Abstract submissions are now being accepted for presentation at the 2013 ISDS Conference to be held in New Orleans, Louisiana, December 12-13, 2013. The theme for this year’s conference- Translating Research and Surveillance into Action– will focus on strategies for incorporating the latest in biosurveillance approaches, methodologies, and results into evidence-based public health practices, programs, and policies. Submissions that address the conference theme, i.e. the effective transfer of evidence to inform public health, and/or international surveillance and collaboration are especially encouraged. The ISDS conference is the premier annual scientific gathering for researchers and practitioners in public health, epidemiology, health policy, biostatistics and mathematical modeling, informatics, computer science, and related fields focused on biosurveillance and emerging challenges to public health practice. The 2013 ISDS Conference will feature internationally renowned speakers from health departments, leading academic institutions, government agencies, international health agencies and top industrial organizations.
Abstracts accepted for presentation at the 2013 ISDS Conference will be published in a special supplement of the Online Journal of Public Health Informatics.
Analytical Methods: This theme is focused on important and novel advances in the field of surveillance methodologies and analytical approaches. Abstracts in this category may describe methods used in a production-type environment, still under development, or which have been tested only in a research setting.

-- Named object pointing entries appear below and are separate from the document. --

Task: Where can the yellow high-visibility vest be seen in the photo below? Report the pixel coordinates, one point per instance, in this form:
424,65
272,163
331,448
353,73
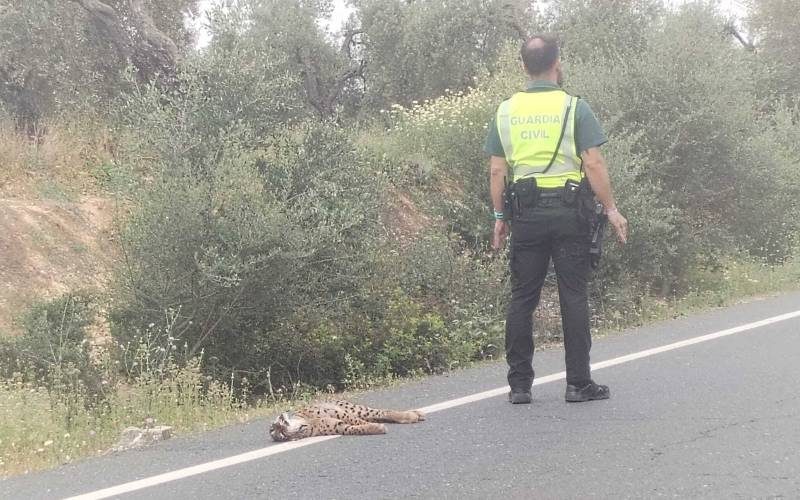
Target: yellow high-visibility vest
537,130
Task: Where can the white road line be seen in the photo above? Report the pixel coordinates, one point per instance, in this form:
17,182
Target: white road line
280,448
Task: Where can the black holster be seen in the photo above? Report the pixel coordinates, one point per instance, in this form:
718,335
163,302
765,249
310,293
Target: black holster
591,212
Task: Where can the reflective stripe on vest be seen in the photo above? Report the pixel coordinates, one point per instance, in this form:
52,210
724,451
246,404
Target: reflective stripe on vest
530,125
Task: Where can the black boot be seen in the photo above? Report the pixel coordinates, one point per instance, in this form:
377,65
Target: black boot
588,392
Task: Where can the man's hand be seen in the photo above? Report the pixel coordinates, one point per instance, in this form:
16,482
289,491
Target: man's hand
500,234
620,225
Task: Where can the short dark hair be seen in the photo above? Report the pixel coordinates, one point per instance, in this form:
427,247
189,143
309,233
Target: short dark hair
539,53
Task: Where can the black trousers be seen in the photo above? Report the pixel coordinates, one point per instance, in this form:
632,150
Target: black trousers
537,235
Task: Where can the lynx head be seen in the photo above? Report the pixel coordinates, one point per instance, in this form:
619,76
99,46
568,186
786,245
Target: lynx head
288,427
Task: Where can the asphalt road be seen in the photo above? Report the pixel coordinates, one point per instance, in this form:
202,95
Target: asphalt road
717,419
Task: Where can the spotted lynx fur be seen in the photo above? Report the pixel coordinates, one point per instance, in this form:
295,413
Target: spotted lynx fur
338,417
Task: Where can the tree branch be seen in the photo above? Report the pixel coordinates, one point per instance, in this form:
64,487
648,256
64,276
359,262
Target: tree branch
731,29
142,43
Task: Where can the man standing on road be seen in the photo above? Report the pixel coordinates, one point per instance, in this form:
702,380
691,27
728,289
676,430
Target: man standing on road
545,144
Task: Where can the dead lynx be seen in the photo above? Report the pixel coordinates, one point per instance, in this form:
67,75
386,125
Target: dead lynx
338,417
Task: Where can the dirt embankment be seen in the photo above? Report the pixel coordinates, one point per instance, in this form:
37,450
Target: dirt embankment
48,248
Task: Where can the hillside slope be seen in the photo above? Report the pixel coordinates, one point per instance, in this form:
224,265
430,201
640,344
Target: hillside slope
48,248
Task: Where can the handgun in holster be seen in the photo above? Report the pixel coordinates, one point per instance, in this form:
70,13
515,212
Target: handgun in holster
598,228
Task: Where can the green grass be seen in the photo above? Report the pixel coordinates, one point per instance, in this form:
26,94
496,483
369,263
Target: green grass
41,428
735,282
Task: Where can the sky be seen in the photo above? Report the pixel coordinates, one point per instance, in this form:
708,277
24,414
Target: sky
736,8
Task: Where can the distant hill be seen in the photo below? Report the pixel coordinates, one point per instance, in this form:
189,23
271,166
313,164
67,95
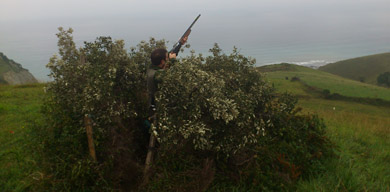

Informatics: Abstracts in this category may describe informatics practices used in a production-type environment, still under development, or which have been tested only in a research setting.
Policy (at local, state, federal, international levels): Topics include, but are not limited to: legal/ethical/security/privacy issues in surveillance; Meaningful Use (U.S. policy) impact on public health departments; policies around social media/leveraging social networks for risk communication; and International Health Regulations (2005).
Public health/population health surveillance practice: This discipline is focused on improving the daily processes of surveillance, outbreak investigation, management, and response. Abstracts in this category may describe practices used in a production environment by public health departments or other agencies or describe evaluations of public health surveillance, health systems research, etc.